Let me tell you something, my friend. Hope is a dangerous thing. This powerful movie line communicates a belief lived out by many people I talk to today. Hope is risky, and to many of us, the possibility of hope leading to disappointment is just too great of a risk. Whether we’re afraid of looking foolish or afraid of the agonizing pain that comes when hope is deferred or downright shattered, we often prefer any other option than hope. But the other options don’t leave us feeling any better. In fact, they end up wreaking more havoc on our lives and our relationships than if we were to just let ourselves hope.

So, what are these options? As far as I can tell, we have three choices when it comes to what we do with our hearts’ desires: we hope that they’re met, we expect them to be met, or we try to stuff them down so deep that maybe no one (not even ourselves) will notice until we’re either pleasantly surprised or only mildly disappointed. It’s important to recognize which choice you take with your desires because it affects how you interact with your world. You can figure out which choice you’re leaning toward by looking at what belief each choice is based on.

Hope is the belief that something good could happen. When we hope for something, we are admitting that we don’t have total control over whether or not it happens. But we’re also admitting that we’d really like it to happen. We’re exposing our desires, and our vulnerability that we’re not in total control over whether or not those desires will be met. That’s what makes hope risky. It exposes the vulnerability of desire.

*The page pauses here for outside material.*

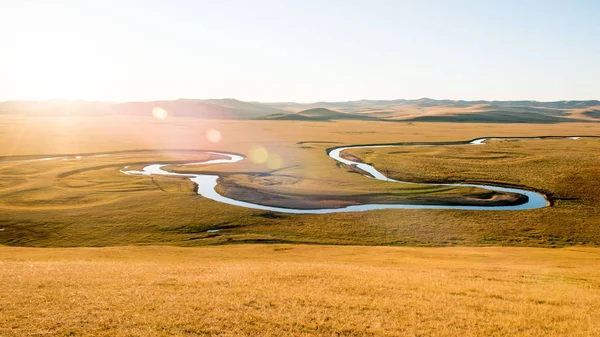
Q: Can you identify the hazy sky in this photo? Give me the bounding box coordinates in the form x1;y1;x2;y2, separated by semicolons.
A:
1;0;599;102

Expectation is the belief that something good should happen. When we have an expectation that isn’t met, we don’t usually go to vulnerability. Expectation typically leads to anger because, let’s face it, who lives up to our expectations? Expectation is scripting how things should go, but there are very few places in adult relationships where it’s loving to script how someone else should respond. When I expect someone to not disappoint me, I am likely to get angry when they do because they shouldn’t. But we gravitate toward expectation because it gives us a sense of control that hope does not.

Stuffing is the false belief that we can control how impacted we are by deferred hope or dashed expectations. Stuffing is the belief that I can really not care one way or the other, so I won’t be disappointed either way. Stuffing (or numbing) our desires suggests that we can actually turn off desire. It’s the idea that if you do disappoint me, I can just be minimally affected because I worked hard to keep my desire at bay. But turning off desire leads to depression. If not a clinical depression, at least a relational or spiritual one.

We weren’t designed to numb ourselves to life. Nor were we designed to place expectations on others that they were never designed to fulfill (i.e.: living by your script). We were designed to hope and feel the pain of it being deferred because it is the only route to joy and the only way we can keep our hearts open to God. Hope is the only choice that allows our hearts to stay alive, available, and malleable/humble. Hope is the only option that gives us a fighting chance at loving well.